Tom’s Instinct

Regular readers will remember Tom, my relatives’ 13-week Border Collie, who came to visit last weekend. He has grown well and his long collie face is coming along nicely. We took him for a walk at Letcliffe Park where he enjoyed playing with other dogs and digging up grass. Then he saw something for the very first time. He couldn’t take his eyes off it. Though it barely moved, he watched it with an intensity and enthrallment: he saw a sheep.

He was born on a farm in Wyresdale and comes from good, working stock. Even though he has never encountered sheep before, something within him leapt to the fore, some instinct in which he knew that this woolly creature was his to command. The farmer will be relieved to learn that there was a fence between them and us and we wisely kept him on his lead. And it is a good job too; had he squeezed through the gap, he would have been over in no time, fulfilling the job for which his ancestors have been bred for hundreds of years. My aunt assures me that he regularly attempts, without success, to round up her cats, and he certainly regards plastic bottles and footballs as fair game, to be herded and controlled.

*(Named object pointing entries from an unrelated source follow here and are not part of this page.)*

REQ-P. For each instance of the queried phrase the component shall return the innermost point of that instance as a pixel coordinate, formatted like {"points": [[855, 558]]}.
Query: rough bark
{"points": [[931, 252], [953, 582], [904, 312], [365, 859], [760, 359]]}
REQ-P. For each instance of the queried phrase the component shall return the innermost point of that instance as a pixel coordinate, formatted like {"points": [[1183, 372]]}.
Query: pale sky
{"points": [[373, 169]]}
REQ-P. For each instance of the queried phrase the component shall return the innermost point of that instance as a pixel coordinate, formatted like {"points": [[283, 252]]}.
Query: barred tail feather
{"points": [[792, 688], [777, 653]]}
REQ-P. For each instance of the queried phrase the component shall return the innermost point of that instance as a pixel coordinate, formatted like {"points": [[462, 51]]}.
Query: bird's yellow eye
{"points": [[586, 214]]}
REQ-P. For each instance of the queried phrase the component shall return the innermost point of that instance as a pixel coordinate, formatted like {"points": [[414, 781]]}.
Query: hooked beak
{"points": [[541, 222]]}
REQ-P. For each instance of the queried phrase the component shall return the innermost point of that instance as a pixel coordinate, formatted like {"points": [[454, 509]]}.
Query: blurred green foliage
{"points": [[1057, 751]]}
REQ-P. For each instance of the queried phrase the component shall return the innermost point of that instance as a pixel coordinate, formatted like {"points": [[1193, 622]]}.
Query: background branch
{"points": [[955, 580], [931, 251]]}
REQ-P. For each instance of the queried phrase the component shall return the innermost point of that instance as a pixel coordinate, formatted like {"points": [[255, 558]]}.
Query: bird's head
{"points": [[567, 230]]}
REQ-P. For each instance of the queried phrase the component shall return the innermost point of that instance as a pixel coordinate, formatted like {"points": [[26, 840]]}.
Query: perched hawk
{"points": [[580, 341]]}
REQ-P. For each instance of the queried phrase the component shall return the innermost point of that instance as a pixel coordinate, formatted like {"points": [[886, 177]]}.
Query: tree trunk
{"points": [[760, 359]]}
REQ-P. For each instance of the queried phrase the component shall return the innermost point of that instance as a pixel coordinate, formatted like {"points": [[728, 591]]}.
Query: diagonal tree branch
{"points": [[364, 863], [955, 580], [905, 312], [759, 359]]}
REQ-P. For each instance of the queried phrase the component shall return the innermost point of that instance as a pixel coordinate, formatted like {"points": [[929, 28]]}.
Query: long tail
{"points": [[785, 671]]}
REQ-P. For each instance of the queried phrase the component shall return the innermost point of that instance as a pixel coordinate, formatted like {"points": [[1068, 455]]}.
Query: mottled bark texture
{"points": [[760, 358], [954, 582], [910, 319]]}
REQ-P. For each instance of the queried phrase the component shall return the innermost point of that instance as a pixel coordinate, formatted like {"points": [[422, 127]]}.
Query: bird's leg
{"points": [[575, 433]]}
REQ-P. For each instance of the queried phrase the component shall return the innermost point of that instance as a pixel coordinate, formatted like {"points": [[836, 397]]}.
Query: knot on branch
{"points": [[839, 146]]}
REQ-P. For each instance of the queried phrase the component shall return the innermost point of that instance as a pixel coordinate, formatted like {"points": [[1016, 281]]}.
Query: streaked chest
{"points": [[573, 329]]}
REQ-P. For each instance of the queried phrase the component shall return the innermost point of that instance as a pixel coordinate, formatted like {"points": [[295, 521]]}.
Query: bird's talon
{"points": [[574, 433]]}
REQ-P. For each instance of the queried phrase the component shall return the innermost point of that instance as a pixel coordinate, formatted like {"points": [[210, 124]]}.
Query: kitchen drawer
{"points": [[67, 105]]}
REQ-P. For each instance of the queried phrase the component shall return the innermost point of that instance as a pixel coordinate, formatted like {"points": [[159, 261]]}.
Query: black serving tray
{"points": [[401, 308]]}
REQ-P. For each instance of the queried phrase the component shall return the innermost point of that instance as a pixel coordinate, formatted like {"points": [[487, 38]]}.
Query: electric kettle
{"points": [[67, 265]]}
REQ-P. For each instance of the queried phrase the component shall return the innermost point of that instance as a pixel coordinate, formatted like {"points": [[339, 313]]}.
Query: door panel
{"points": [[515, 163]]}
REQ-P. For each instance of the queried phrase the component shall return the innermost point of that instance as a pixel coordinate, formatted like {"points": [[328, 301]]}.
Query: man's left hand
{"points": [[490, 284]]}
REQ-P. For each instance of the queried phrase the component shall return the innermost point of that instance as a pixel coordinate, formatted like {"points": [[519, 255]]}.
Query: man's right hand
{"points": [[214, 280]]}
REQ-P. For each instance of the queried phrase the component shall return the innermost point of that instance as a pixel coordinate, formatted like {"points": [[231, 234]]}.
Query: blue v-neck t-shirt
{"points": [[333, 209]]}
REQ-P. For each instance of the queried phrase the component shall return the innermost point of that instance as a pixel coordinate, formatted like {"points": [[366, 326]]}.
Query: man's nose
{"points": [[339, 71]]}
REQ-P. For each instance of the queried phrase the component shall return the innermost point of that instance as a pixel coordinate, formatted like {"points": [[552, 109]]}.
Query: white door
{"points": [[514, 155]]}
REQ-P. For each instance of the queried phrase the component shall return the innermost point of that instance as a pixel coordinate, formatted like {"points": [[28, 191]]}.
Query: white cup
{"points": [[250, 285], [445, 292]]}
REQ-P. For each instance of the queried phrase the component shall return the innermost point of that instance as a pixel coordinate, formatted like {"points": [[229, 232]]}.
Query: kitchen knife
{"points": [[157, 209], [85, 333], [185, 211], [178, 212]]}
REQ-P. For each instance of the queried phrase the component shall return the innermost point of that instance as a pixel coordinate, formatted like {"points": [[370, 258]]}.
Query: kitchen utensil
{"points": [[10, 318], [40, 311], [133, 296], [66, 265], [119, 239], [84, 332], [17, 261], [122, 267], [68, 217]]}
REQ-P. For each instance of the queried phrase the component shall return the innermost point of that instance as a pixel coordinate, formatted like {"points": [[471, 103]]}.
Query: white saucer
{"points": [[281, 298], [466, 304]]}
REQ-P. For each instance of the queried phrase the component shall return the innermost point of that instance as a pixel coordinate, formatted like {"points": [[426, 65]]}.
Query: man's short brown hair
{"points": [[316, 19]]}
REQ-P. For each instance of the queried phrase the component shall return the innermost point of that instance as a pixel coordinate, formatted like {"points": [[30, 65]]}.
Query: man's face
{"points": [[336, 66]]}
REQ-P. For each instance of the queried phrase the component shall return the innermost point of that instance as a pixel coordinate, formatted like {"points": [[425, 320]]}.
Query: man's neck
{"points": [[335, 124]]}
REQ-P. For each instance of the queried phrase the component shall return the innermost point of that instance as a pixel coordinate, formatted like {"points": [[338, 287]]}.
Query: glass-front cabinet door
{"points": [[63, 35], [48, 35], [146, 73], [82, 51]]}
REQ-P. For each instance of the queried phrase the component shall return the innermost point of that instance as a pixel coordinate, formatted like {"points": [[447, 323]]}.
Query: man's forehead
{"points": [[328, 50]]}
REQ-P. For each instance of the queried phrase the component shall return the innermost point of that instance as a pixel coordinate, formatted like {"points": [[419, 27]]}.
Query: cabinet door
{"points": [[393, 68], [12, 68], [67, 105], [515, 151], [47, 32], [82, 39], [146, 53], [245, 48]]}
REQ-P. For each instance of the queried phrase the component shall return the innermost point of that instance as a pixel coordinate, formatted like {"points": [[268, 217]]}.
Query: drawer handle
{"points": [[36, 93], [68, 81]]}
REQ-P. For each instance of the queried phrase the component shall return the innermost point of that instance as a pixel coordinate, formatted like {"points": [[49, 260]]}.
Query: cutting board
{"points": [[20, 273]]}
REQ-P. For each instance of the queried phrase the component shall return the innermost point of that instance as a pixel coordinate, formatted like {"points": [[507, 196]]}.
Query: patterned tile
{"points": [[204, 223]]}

Just as Tom has an inbuilt desire to round up sheep, so all humans have an inbuilt desire to worship God. That desire for fellowship with our Maker was put there by Him, that we might reach out and find Him. The Bible says ‘Also He has put eternity in their hearts’ (Ecclesiastes 3:11), suggesting that the tawdry distractions with which we seek to satisfy this desire will never work. We might express this yearning by constructing idols or cherishing our rulers or heroes, but they too can never satisfy. Tom might enjoy chasing a plastic bottle, but he was designed to herd sheep. 

And ye shall seek me, and find me, when ye shall search for me with all your heart.